Despite unique attacks on their sector, IT professionals in retail are overconfident in their ability to quickly collect data needed to identify and remediate cyber-attacks.

 

A new study from Tripwire evaluated the confidence of IT pros in regard to the efficacy of implementing seven key security controls: PCI DSS, SOX, NERC CIP, MAS TRM, NIST 800-53, CIS Top 20 and IRS 1075. These are needed to quickly detect a cyber-attack in progress.

 

Respondents included 763 IT pros from various industries, 100 of which came from the retail sector.

 

Seventy-one percent of retailers believed they could detect configuration changes to endpoint devices on their organisations' networks within hours. Only 51 percent knew exactly how long this process would take.

 

Thirty-six percent reported that less than 80 percent of patches succeed in a typical patch cycle. Meanwhile, 38 percent said that all detected vulnerabilities are not fixed within 15 to 30 days.

 

Eighty-four percent said they could isolate and remove an unauthorised device on their networks within hours.

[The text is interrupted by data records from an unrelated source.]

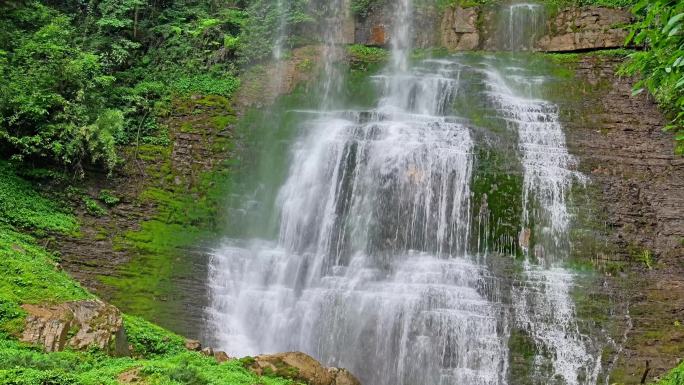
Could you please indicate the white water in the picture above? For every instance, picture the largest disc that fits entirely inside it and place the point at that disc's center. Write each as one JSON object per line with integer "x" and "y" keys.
{"x": 372, "y": 271}
{"x": 542, "y": 301}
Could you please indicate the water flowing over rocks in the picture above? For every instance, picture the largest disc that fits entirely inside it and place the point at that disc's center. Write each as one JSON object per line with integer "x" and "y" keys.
{"x": 620, "y": 143}
{"x": 79, "y": 325}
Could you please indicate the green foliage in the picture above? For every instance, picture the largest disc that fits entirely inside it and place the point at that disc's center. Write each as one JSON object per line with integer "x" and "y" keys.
{"x": 29, "y": 274}
{"x": 264, "y": 23}
{"x": 93, "y": 208}
{"x": 149, "y": 340}
{"x": 363, "y": 8}
{"x": 365, "y": 54}
{"x": 207, "y": 85}
{"x": 675, "y": 377}
{"x": 661, "y": 65}
{"x": 107, "y": 197}
{"x": 53, "y": 99}
{"x": 22, "y": 206}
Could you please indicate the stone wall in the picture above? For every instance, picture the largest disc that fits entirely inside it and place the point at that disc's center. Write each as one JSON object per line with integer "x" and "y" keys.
{"x": 587, "y": 28}
{"x": 572, "y": 29}
{"x": 375, "y": 29}
{"x": 639, "y": 183}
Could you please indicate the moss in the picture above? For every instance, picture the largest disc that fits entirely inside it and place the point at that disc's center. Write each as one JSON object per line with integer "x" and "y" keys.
{"x": 522, "y": 351}
{"x": 30, "y": 274}
{"x": 495, "y": 186}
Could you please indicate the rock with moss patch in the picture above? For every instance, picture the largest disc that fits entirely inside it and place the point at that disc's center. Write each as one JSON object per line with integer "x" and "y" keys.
{"x": 78, "y": 324}
{"x": 300, "y": 367}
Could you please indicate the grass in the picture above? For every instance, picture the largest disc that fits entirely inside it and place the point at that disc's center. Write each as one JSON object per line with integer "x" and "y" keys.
{"x": 30, "y": 274}
{"x": 675, "y": 377}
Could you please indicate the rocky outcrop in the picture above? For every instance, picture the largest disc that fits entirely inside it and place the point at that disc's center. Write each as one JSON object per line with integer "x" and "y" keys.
{"x": 375, "y": 28}
{"x": 587, "y": 28}
{"x": 301, "y": 367}
{"x": 620, "y": 144}
{"x": 572, "y": 29}
{"x": 459, "y": 30}
{"x": 79, "y": 325}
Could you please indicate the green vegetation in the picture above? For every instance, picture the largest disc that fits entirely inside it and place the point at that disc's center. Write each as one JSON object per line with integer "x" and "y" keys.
{"x": 660, "y": 28}
{"x": 553, "y": 4}
{"x": 30, "y": 274}
{"x": 79, "y": 82}
{"x": 675, "y": 377}
{"x": 363, "y": 8}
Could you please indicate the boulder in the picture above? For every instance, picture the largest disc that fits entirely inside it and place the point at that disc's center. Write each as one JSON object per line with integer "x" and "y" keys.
{"x": 79, "y": 324}
{"x": 193, "y": 345}
{"x": 209, "y": 352}
{"x": 221, "y": 356}
{"x": 586, "y": 28}
{"x": 301, "y": 367}
{"x": 459, "y": 30}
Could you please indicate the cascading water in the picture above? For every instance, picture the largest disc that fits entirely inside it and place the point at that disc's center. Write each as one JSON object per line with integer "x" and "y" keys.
{"x": 373, "y": 268}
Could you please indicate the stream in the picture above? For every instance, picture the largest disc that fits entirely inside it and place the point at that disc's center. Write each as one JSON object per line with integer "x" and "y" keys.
{"x": 423, "y": 238}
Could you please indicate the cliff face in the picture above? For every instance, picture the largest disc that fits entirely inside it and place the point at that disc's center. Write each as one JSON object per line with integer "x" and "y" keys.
{"x": 571, "y": 29}
{"x": 639, "y": 186}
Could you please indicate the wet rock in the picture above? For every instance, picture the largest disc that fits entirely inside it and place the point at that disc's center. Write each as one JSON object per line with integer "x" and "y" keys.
{"x": 301, "y": 367}
{"x": 209, "y": 352}
{"x": 343, "y": 377}
{"x": 193, "y": 345}
{"x": 221, "y": 356}
{"x": 79, "y": 324}
{"x": 459, "y": 30}
{"x": 375, "y": 28}
{"x": 575, "y": 29}
{"x": 130, "y": 377}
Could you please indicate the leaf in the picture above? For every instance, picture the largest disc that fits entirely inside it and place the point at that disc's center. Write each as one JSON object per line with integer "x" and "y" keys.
{"x": 673, "y": 20}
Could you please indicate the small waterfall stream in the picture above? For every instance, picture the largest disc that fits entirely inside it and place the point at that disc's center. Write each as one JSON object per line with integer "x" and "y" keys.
{"x": 375, "y": 268}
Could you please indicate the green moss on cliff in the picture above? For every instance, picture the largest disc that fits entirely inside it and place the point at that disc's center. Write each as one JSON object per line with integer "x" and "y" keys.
{"x": 30, "y": 274}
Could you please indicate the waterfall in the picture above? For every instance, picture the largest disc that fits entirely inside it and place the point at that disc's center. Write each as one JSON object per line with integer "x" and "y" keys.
{"x": 373, "y": 267}
{"x": 542, "y": 301}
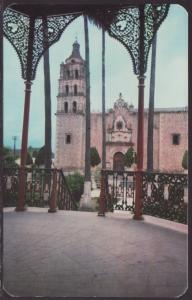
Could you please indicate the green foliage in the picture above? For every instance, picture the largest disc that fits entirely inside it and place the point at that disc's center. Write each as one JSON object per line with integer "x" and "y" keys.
{"x": 35, "y": 153}
{"x": 40, "y": 159}
{"x": 130, "y": 157}
{"x": 8, "y": 158}
{"x": 29, "y": 160}
{"x": 76, "y": 183}
{"x": 185, "y": 160}
{"x": 95, "y": 158}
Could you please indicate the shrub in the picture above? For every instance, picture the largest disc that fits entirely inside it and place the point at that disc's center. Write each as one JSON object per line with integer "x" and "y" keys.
{"x": 29, "y": 160}
{"x": 185, "y": 160}
{"x": 40, "y": 159}
{"x": 95, "y": 158}
{"x": 8, "y": 158}
{"x": 76, "y": 184}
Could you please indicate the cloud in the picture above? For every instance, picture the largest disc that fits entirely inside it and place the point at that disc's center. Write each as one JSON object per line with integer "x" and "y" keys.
{"x": 171, "y": 75}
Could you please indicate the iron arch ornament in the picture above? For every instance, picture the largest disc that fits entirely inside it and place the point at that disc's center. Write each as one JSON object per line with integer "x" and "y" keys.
{"x": 16, "y": 27}
{"x": 126, "y": 28}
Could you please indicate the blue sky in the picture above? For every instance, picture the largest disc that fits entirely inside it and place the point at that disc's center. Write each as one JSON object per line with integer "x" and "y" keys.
{"x": 171, "y": 75}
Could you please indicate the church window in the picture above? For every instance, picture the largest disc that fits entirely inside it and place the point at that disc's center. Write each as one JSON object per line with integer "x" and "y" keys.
{"x": 176, "y": 139}
{"x": 76, "y": 74}
{"x": 119, "y": 125}
{"x": 75, "y": 90}
{"x": 74, "y": 106}
{"x": 67, "y": 89}
{"x": 66, "y": 107}
{"x": 68, "y": 139}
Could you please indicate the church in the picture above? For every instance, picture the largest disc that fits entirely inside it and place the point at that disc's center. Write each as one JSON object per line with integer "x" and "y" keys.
{"x": 170, "y": 126}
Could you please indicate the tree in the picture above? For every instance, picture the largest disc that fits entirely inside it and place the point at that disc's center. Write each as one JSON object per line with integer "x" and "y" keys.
{"x": 185, "y": 160}
{"x": 95, "y": 158}
{"x": 40, "y": 159}
{"x": 130, "y": 157}
{"x": 103, "y": 19}
{"x": 103, "y": 103}
{"x": 8, "y": 158}
{"x": 75, "y": 182}
{"x": 29, "y": 160}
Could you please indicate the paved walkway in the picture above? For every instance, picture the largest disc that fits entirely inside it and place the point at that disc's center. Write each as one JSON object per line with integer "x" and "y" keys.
{"x": 80, "y": 254}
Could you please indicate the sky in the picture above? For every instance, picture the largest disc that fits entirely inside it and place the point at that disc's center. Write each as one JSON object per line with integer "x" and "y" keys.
{"x": 171, "y": 88}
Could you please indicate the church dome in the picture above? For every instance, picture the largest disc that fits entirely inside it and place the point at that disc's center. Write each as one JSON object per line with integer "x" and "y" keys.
{"x": 120, "y": 102}
{"x": 75, "y": 52}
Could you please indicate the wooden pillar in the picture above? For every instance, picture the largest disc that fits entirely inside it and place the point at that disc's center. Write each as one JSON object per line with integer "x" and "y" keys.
{"x": 22, "y": 179}
{"x": 53, "y": 198}
{"x": 47, "y": 89}
{"x": 102, "y": 198}
{"x": 140, "y": 127}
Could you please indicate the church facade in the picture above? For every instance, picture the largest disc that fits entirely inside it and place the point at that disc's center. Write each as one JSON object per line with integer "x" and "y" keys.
{"x": 170, "y": 126}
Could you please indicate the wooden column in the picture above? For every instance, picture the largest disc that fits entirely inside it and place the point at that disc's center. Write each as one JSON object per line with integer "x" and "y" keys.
{"x": 22, "y": 179}
{"x": 102, "y": 198}
{"x": 140, "y": 127}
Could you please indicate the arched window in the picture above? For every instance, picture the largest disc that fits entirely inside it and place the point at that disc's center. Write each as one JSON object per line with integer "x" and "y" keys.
{"x": 67, "y": 89}
{"x": 74, "y": 106}
{"x": 76, "y": 74}
{"x": 75, "y": 90}
{"x": 66, "y": 107}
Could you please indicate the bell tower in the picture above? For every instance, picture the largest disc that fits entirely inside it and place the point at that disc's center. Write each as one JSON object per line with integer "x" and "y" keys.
{"x": 70, "y": 115}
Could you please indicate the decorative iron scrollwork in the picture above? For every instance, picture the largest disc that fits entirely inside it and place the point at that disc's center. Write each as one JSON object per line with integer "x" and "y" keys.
{"x": 16, "y": 30}
{"x": 120, "y": 190}
{"x": 38, "y": 186}
{"x": 126, "y": 29}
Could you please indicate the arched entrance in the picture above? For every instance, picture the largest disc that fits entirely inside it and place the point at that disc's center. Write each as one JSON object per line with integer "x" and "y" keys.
{"x": 118, "y": 161}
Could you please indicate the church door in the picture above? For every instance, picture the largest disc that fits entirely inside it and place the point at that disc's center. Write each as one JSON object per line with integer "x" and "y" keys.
{"x": 118, "y": 162}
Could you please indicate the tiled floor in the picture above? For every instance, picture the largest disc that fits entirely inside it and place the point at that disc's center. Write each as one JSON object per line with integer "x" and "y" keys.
{"x": 80, "y": 254}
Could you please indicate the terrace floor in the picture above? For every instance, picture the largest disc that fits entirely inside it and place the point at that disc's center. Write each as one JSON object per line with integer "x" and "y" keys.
{"x": 71, "y": 253}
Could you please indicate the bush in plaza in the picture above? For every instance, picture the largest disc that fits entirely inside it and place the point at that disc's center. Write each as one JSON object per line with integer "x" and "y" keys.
{"x": 76, "y": 184}
{"x": 40, "y": 158}
{"x": 95, "y": 158}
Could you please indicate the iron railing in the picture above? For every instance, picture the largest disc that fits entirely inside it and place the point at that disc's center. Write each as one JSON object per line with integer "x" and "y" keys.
{"x": 164, "y": 195}
{"x": 38, "y": 187}
{"x": 120, "y": 190}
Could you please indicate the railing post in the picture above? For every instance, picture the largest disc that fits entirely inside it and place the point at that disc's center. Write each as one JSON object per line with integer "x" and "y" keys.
{"x": 102, "y": 198}
{"x": 138, "y": 196}
{"x": 53, "y": 198}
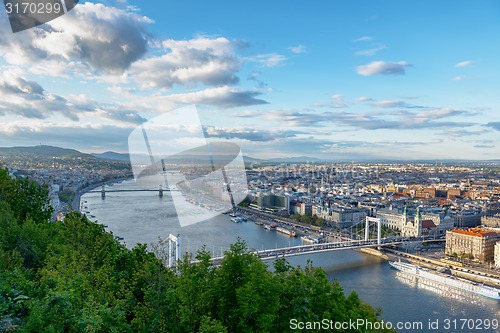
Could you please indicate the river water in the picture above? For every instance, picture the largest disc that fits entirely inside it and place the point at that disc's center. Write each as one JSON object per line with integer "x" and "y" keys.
{"x": 142, "y": 217}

Only 43 percent know exactly how long it would take for their vulnerability scanning systems to generate an alert if an unauthorised device were detected on their networks.

 

Over half (51 percent) believed their automated tools don't pick up all the necessary information, such as the locations and departments, needed to identify unauthorised configuration changes to endpoint devices.

 

Recommendations and guidance include:

 

  • Accurate hardware inventory

  • Accurate software inventory

  • Continuous configuration management and hardening

  • Comprehensive vulnerability management

  • Patch management

  • Log management

  • Identity and access management

     

“The increased scrutiny of retail cyber-security in the wake of major breaches has forced organisations to focus on securing their environments, yet these survey results show that there's still a lot of room for improvement. Retailers are well aware of the risks involved and need to remain focused on implementing strong controls to limit malicious access to their environments,” said Tim Erlin, senior director of IT security and risk strategy at Tripwire.